Now, with the rise of the AI market, low-precision arithmetic—16 bits or fewer—has demonstrated that it is accurate enough for training neural networks and other data-science applications. Driven by GPUs, low-precision calculations can offer substantial speedups and energy savings.
“Using lower precision is a scary landscape to users because everybody’s used to assuming full precision’s 64 bits and partly just because it’s already there and accessible,” Beck said.
“And if you start deviating from 64 bits, it could impact things in nonlinear ways throughout your code, where it’s really hard to track down what’s going on. So that’s part of our research strategy—to do a broad study of the impacts of going to mixed-precision arithmetic in some applications.”
Another area that may reap increases in energy efficiency is data transfer—the less movement of data, the less electricity required. This work could be accomplished by constructing software algorithms that reduce data movement. Beck would like to offer users pie charts that show the percentages of power used by each different operation of an algorithm, thereby allowing them to target potential reductions.

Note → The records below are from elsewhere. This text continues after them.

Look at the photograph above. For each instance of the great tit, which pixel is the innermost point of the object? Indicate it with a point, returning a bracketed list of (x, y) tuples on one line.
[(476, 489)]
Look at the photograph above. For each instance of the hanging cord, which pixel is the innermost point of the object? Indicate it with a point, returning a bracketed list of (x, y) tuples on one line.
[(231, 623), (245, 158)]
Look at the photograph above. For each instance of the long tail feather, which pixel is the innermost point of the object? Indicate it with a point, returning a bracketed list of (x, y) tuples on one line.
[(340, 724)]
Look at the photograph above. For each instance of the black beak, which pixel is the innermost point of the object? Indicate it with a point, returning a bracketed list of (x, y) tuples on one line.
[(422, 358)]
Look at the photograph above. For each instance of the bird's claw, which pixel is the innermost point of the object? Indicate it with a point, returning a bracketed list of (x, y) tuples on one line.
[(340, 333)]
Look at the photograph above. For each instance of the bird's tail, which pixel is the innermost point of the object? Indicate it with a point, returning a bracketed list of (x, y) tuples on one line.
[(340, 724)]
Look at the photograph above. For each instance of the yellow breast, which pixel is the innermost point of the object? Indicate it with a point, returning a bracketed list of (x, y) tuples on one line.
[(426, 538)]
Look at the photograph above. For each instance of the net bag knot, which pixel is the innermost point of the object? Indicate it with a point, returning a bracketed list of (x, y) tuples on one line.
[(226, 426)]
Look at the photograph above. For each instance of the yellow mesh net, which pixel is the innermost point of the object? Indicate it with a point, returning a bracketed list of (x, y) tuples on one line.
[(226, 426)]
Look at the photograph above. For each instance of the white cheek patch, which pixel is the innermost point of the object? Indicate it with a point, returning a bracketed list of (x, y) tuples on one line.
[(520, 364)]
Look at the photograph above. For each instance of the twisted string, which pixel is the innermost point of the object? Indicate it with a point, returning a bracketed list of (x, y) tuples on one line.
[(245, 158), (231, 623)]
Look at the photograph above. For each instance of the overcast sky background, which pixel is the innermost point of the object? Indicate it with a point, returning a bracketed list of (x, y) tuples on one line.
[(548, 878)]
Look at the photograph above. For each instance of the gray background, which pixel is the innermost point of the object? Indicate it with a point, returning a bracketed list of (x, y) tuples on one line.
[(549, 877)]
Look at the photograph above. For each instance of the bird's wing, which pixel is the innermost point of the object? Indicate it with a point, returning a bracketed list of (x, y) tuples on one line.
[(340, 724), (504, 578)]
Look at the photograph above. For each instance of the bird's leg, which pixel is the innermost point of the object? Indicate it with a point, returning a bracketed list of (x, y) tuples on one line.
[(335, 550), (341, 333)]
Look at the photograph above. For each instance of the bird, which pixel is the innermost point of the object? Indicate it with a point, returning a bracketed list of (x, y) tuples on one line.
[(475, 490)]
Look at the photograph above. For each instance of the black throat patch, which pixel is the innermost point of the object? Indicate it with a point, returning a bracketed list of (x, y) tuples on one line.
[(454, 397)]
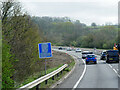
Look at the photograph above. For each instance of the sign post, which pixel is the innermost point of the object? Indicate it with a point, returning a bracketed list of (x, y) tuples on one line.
[(45, 51)]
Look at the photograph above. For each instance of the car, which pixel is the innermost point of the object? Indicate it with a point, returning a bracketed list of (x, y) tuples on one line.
[(84, 54), (103, 55), (78, 50), (60, 48), (69, 49), (112, 56), (91, 58)]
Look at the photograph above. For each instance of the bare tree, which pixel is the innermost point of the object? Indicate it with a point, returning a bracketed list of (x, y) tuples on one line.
[(8, 9)]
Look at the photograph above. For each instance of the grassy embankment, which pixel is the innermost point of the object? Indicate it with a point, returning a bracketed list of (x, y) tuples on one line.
[(50, 81)]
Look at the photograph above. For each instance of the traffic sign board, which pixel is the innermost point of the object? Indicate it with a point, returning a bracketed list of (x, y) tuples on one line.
[(44, 50)]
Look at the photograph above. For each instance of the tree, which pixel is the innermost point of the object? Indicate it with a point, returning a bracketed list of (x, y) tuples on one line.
[(94, 25)]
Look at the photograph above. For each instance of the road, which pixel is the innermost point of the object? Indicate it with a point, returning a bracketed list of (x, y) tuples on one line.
[(100, 75)]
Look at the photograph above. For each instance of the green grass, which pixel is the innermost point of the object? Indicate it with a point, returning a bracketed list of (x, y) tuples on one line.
[(50, 81)]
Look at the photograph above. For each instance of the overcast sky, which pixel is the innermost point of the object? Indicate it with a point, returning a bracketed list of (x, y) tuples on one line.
[(87, 11)]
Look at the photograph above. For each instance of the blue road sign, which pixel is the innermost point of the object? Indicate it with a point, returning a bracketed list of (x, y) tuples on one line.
[(45, 50)]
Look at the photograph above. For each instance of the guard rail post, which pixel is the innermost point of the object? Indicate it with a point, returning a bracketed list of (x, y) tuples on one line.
[(37, 82)]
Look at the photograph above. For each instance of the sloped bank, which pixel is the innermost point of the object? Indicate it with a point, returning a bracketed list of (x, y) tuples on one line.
[(53, 63)]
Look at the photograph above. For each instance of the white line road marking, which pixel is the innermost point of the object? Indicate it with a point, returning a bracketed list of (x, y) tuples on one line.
[(75, 86)]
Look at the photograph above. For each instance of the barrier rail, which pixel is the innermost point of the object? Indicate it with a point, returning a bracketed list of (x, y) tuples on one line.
[(42, 79)]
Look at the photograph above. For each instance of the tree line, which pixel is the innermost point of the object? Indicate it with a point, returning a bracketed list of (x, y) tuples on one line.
[(20, 38), (66, 32)]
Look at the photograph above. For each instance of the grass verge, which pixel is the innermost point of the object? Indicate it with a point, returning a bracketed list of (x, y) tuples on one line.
[(50, 81)]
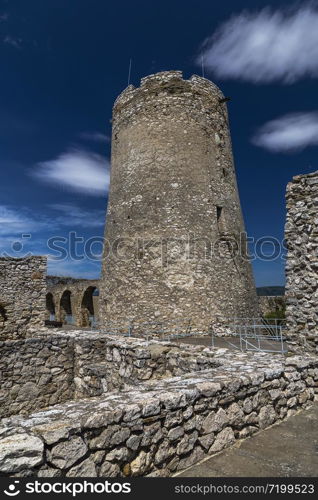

“Without a radical hardware change or revolution in the architecture, applications are really the place that people are looking now for increasing energy efficiency,” Beck said. “Most likely, this is not a game of getting a 300% improvement through coding.
“There are definitely places where we can make improvements, but it’s probably going to be a more incremental process of 3% here, 5% there. But if you can accumulate that over a bunch of changes and get to 20%, that’s a big accomplishment.”